Some categories were capable of finer delineation e.g. exercise therapy, work hardening, or physical therapy could be subdivided into: exercises to build aerobic capacity, stamina, and endurance; exercises to build anaerobic capacity, and strength and size of muscles – e.g. strength training, weight training; resistance, static, isometric, or isotonic exercises; exercises to improve balance and co-ordination – e.g. stabilising exercises; flexibility exercises such as stretching; exercises which rehearsed work activities (to build endurance and flexibility for everyday work tasks, and mitigate fear-avoidance psychological responses); physical therapy applied by a health care professional to increase mobility or reduce pain – e.g. traction, manipulation, massage, TENS, pulsed electromagnetic therapy, ultrasound, heat/cold. Where accounts were sufficiently detailed, we used the framework of Abraham and Michie [
11] to sub-classify behavioural change interventions into component techniques such as: providing information on behaviour health-links, prompting practice, providing feedback on performance, setting graded tasks, prompting identification of barriers, providing contingent rewards, help in specific goal-setting, agreed behavioural contracts, and stress management.
Analysis
Data were abstracted on three main outcomes: return to work, avoidance of health-related job loss, and mean days of sick leave/month over follow-up. The corresponding measures of effect (relative risk (RR) of return to work or job survival and mean days of sick leave/month avoided in treatment vs. comparison group for a given follow-up) were seldom reported, and had to be derived from summary data in reports – e.g. the proportions by group who had returned to work/lost a job and numbers at risk; or the mean sickness absence, standard deviation and numbers studied by group. When proportions were given but not subject numbers, we imputed numbers so that confidence intervals of RRs could be estimated. In the absence of direct author information, we made the simplifying assumption that, for skewed quantitative data on sickness absence, the sampling distribution of the difference in mean days of absence between groups was roughly normal or that violations of this assumption were trivial. Estimates of precision were made using immediate commands in the STATA package.

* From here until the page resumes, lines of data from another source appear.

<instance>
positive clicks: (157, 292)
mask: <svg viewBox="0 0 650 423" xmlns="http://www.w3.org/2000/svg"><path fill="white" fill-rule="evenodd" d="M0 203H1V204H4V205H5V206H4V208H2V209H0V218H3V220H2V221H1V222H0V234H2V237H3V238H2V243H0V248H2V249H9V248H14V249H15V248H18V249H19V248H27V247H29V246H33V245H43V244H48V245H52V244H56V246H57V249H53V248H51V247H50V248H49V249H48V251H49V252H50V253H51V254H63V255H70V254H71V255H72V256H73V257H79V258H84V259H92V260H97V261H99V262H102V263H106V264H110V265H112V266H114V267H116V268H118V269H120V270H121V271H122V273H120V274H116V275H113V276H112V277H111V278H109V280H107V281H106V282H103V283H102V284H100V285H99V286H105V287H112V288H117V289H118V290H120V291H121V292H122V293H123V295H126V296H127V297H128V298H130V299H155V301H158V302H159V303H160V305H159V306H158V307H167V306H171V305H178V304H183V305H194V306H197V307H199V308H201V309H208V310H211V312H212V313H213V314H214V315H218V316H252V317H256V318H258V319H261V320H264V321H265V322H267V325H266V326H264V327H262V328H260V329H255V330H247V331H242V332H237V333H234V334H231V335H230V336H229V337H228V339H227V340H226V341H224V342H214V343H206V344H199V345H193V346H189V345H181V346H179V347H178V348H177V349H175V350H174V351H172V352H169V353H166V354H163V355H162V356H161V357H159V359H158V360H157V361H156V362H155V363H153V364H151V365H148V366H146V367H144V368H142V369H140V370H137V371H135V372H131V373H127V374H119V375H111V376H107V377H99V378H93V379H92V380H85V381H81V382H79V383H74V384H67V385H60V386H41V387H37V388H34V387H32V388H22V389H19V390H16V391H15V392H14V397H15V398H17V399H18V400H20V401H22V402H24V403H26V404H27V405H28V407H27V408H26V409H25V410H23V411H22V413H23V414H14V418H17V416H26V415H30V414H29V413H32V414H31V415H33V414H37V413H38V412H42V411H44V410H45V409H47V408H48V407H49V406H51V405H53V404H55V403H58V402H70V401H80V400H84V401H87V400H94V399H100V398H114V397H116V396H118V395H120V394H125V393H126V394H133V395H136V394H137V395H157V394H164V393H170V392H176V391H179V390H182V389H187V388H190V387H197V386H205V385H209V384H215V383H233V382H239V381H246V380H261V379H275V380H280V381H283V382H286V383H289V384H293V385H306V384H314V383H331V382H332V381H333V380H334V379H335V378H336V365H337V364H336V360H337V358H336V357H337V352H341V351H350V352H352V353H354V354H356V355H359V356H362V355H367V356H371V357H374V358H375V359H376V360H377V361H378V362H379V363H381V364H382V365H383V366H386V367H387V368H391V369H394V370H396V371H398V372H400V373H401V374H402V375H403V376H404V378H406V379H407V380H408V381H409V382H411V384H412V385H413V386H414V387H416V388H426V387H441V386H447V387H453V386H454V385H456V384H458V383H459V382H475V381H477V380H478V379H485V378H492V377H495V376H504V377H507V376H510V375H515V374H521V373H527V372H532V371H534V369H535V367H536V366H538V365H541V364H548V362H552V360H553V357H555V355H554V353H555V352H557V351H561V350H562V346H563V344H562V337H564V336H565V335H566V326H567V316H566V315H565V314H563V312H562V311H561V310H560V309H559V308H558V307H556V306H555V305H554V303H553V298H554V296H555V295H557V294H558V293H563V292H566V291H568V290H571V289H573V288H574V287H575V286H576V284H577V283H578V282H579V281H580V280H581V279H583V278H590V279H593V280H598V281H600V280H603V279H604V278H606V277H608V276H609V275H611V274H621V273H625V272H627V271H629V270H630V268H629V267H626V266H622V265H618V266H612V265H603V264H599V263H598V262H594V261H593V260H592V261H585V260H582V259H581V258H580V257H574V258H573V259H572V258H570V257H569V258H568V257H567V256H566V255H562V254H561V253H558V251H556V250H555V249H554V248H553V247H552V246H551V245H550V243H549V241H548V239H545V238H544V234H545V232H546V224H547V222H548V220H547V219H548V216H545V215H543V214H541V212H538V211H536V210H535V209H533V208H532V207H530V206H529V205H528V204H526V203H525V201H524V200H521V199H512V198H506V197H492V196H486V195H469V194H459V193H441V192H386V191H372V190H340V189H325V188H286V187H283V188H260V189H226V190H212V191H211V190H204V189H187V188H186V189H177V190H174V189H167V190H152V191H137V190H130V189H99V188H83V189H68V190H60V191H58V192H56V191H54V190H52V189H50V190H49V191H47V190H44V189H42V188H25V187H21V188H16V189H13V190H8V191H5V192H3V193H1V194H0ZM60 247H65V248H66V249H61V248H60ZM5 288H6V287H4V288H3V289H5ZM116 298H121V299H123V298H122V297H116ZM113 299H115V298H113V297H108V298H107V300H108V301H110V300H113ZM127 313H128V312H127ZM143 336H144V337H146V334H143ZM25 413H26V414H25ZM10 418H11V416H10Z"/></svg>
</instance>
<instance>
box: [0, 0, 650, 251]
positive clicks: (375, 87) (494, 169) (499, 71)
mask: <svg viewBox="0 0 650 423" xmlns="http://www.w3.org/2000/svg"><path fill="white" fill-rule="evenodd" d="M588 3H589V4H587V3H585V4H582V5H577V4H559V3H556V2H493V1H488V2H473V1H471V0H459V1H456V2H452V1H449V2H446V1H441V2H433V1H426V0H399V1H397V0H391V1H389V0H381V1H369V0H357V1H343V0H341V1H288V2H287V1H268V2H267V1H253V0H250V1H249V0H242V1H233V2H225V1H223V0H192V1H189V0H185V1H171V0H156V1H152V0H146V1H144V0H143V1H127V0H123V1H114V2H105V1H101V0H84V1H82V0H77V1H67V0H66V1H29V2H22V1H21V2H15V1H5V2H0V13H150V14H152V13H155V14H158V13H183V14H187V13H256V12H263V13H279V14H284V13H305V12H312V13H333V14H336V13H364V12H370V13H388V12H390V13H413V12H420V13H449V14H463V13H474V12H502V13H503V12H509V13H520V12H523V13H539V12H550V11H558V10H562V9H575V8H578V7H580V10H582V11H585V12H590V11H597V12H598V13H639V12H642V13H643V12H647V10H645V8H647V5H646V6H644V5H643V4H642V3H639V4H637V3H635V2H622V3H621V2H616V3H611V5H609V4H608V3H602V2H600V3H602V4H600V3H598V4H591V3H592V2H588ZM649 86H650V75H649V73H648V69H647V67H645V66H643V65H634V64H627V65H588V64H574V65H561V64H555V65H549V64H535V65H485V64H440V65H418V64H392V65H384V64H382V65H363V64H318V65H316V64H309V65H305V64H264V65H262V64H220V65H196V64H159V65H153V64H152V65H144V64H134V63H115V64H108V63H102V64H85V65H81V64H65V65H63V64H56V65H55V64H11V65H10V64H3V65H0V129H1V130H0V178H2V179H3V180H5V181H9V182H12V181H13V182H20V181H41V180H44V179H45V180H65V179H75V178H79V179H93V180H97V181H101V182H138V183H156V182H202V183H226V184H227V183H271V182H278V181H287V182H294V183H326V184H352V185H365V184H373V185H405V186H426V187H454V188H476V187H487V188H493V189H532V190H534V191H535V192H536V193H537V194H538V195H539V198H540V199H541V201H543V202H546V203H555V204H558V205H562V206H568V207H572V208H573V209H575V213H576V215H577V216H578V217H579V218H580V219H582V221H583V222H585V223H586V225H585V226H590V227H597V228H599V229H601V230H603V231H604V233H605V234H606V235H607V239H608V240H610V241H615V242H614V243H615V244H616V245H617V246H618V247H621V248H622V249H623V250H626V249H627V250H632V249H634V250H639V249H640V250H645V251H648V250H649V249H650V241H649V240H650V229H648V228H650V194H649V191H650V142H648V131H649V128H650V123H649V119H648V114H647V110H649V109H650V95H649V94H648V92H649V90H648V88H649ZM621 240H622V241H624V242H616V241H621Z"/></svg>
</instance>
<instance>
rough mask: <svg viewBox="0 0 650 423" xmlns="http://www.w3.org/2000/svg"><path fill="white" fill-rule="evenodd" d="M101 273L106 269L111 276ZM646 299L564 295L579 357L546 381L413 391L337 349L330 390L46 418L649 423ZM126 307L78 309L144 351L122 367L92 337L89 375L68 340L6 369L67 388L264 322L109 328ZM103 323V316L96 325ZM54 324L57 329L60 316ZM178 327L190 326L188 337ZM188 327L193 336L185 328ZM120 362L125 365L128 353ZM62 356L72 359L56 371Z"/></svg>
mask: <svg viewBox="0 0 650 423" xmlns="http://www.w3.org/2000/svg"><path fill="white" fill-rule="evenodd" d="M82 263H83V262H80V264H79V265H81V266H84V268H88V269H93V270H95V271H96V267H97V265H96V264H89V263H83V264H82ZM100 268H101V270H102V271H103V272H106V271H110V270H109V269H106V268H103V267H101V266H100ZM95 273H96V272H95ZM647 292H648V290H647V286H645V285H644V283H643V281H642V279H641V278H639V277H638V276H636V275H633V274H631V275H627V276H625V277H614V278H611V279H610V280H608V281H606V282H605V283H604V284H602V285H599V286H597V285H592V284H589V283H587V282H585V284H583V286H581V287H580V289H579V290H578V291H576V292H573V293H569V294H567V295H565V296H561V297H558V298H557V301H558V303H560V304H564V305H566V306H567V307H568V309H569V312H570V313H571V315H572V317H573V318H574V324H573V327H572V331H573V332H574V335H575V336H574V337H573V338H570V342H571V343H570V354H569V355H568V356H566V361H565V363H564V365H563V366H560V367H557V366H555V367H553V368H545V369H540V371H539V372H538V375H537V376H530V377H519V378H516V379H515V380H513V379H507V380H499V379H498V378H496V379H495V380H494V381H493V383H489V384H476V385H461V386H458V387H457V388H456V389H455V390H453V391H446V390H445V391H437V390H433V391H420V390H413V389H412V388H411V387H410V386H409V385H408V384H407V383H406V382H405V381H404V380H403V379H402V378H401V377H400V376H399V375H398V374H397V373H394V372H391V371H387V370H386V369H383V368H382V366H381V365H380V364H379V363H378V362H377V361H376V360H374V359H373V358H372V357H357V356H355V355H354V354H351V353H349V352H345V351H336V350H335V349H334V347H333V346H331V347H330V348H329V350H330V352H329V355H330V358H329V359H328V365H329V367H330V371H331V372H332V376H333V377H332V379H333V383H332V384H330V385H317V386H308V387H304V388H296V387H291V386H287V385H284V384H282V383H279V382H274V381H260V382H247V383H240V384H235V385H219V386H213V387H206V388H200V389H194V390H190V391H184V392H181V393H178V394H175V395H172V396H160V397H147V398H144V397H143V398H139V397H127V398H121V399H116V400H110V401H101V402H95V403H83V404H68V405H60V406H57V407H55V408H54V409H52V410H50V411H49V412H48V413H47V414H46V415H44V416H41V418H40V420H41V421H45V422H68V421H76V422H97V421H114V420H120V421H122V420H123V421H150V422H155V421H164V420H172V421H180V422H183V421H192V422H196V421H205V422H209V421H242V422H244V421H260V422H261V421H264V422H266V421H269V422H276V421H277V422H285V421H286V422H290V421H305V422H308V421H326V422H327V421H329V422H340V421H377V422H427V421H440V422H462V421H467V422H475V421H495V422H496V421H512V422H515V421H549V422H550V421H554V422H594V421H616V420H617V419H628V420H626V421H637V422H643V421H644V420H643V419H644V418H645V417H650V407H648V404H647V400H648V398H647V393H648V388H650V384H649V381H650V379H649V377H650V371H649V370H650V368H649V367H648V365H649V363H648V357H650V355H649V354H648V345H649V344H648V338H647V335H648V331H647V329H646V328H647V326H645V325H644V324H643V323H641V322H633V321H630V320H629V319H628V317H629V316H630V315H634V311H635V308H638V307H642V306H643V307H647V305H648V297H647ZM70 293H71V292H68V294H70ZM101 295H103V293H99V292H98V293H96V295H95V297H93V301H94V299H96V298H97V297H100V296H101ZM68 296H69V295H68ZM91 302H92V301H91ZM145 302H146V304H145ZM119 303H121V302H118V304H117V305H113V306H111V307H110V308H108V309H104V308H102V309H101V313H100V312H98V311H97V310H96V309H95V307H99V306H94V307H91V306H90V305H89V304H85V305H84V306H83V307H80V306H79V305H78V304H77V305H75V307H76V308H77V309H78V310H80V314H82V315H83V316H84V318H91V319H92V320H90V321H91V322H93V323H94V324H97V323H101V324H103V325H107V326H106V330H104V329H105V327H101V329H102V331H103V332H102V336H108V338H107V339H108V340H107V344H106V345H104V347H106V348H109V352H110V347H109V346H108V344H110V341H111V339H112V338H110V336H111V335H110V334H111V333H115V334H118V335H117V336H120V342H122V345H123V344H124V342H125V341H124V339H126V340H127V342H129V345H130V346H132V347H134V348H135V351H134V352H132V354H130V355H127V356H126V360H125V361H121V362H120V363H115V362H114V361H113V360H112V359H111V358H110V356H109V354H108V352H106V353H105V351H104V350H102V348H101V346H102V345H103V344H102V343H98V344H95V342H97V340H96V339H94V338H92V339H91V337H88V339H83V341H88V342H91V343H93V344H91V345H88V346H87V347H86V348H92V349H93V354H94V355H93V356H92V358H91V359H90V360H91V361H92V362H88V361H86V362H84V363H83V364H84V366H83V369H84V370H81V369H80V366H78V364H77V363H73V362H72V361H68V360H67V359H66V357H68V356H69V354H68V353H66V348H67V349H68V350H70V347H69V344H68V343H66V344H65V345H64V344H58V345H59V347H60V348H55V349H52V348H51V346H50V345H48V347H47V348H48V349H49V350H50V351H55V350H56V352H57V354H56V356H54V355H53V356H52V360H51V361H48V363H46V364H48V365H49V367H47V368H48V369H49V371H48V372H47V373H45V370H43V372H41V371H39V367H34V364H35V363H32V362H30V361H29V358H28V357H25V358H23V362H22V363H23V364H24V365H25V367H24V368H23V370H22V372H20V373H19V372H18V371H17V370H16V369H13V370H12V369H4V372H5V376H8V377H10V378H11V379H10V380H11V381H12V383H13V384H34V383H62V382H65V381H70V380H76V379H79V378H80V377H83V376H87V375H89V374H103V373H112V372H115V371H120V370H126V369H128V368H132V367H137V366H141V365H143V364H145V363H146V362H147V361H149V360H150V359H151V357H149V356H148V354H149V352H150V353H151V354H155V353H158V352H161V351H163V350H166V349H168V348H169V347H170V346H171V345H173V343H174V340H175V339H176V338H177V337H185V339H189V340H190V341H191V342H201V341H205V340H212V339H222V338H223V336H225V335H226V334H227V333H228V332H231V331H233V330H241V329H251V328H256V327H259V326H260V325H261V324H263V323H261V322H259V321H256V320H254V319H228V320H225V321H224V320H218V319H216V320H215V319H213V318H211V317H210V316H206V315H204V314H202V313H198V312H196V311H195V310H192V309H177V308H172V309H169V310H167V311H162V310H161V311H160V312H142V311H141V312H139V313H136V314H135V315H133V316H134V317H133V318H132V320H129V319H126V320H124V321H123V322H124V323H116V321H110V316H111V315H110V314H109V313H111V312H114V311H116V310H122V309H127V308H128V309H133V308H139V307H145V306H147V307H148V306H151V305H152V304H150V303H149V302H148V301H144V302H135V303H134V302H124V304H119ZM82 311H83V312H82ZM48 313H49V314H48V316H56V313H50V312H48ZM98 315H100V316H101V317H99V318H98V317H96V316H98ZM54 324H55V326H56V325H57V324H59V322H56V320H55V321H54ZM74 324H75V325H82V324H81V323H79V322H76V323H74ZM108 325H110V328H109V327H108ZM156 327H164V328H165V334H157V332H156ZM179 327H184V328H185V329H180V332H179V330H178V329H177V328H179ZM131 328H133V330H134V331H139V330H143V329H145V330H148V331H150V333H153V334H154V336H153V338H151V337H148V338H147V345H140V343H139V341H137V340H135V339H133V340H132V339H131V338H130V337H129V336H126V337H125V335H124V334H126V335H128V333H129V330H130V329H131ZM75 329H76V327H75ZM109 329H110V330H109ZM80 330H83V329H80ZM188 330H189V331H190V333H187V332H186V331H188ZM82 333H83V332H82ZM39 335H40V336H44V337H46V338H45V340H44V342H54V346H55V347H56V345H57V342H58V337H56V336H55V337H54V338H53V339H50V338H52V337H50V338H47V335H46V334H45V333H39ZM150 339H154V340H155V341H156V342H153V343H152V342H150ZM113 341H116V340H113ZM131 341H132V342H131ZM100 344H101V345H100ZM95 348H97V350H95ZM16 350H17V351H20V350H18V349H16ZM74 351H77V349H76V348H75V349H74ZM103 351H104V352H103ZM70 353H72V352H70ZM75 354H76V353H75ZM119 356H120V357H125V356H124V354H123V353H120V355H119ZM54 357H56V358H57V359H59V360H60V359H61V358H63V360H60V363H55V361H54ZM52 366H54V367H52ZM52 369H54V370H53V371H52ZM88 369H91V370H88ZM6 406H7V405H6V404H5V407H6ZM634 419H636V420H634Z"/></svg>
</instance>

Preliminary tabulations highlighted substantial heterogeneity of case definitions and interventions, so we decided against combining data in meta-analyses. Instead, findings were summarised descriptively across studies as the median and interquartile range (IQR) of effect estimates, overall and by specified subject characteristics (e.g. pain site, duration of sick leave at baseline), study features (e.g. follow-up time, study size, study quality), and type of intervention. Few investigations analysed or provided raw data on cost-effectiveness. However, we estimated for each comparison the time involved in delivering the intervention, as a proxy for invested resources, and compared outcomes by invested effort. Finally, a check was made for publication bias by constructing funnel plots of the natural logs of treatment effects vs. their standard errors.